The procedure, commonly known as fat grafting, involves harvesting fat from your body—generally from the abdomen or thighs—through liposuction, then inserting it back into the chest. “I do not think this will replace breast implants,” Samuel Lin, a plastic surgeon at Beth Israel Deaconess Medical Center and assistant professor of surgery at Harvard Medical School, says of the method, which is mainly used in conjunction with implants during reconstructive surgery.
Women, however, are starting to ask for fat grafting on its own. “Fat grafting for primary breast augmentation is edgy,” Lin says. “If you do breast augmentation fat grafting on a twentysomething woman, the jury is still out. Down the road, will it form cysts? Does a mammographer know what that is going to look like?”

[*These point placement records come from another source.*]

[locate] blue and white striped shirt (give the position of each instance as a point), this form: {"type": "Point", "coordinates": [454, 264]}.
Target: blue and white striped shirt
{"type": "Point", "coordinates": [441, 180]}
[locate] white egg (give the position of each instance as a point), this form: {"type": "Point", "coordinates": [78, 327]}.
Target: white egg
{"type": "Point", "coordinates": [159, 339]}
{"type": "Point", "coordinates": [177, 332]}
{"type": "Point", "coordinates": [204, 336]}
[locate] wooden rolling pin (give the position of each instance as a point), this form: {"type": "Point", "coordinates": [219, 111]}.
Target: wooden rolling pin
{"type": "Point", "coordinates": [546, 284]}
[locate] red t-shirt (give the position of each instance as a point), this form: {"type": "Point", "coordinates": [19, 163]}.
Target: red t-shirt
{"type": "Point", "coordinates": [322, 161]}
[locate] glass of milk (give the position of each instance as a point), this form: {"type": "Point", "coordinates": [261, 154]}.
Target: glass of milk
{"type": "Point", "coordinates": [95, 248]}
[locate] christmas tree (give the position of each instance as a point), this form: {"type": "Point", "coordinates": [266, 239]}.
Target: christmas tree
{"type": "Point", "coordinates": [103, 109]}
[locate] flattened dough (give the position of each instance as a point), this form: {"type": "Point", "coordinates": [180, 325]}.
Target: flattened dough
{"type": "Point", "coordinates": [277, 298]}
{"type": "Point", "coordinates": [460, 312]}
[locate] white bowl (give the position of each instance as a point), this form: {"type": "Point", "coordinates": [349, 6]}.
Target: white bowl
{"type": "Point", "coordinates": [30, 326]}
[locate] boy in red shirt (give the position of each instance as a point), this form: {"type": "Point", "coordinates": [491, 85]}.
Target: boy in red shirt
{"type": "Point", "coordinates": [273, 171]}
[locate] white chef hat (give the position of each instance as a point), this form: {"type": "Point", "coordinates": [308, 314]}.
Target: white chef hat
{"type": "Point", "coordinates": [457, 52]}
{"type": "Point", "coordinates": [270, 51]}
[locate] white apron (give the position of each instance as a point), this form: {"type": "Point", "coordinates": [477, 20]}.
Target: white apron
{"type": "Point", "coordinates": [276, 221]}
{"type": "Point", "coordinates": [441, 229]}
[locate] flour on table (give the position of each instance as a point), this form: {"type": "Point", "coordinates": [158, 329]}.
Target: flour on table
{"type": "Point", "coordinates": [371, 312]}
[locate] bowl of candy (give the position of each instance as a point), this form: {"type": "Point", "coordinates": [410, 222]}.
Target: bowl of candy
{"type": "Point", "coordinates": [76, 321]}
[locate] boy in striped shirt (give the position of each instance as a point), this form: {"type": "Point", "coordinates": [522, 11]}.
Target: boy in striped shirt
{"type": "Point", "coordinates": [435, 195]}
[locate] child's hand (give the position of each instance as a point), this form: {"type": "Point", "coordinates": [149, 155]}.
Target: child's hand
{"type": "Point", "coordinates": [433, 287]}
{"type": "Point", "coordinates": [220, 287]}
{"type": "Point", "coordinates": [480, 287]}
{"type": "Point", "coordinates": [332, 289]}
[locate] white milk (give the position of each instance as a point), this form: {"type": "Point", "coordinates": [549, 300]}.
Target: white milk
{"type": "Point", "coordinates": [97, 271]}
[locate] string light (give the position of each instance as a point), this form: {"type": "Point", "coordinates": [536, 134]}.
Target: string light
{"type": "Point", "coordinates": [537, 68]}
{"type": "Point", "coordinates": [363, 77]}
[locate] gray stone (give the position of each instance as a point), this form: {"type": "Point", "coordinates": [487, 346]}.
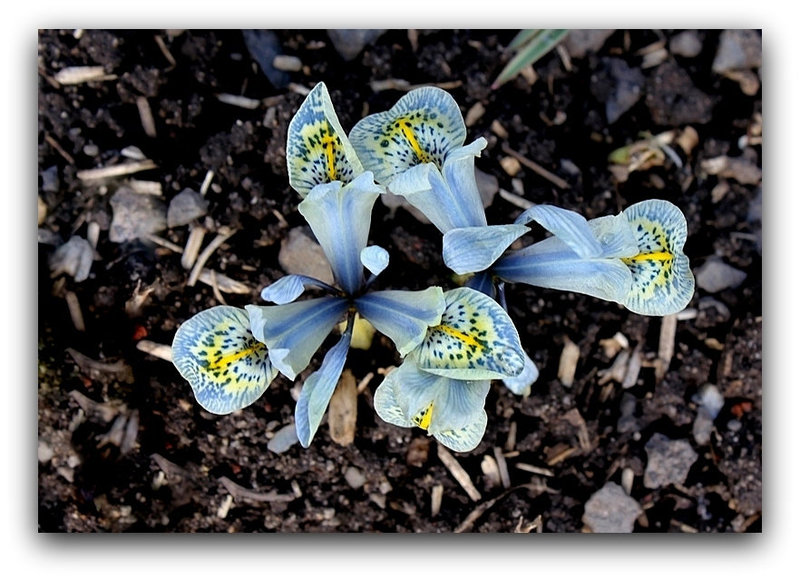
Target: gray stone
{"type": "Point", "coordinates": [580, 42]}
{"type": "Point", "coordinates": [668, 461]}
{"type": "Point", "coordinates": [687, 44]}
{"type": "Point", "coordinates": [610, 510]}
{"type": "Point", "coordinates": [186, 207]}
{"type": "Point", "coordinates": [73, 258]}
{"type": "Point", "coordinates": [135, 216]}
{"type": "Point", "coordinates": [715, 276]}
{"type": "Point", "coordinates": [738, 49]}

The process, meanwhile, isn’t as simple as taking fat from other areas of your body and putting it into your breasts. The Brookline-based plastic surgeon Michael Tantillo, who does both breast implants and fat grafting, says that there is a lot of prep work involved—like wearing a suction-cup-like device on each breast for at least 12 hours a day for the three weeks leading up to surgery. Beyond that, many people don’t have enough flub available for more than a modest increase.
Still, it’s an emerging option for women who want to up their cup size without synthetics.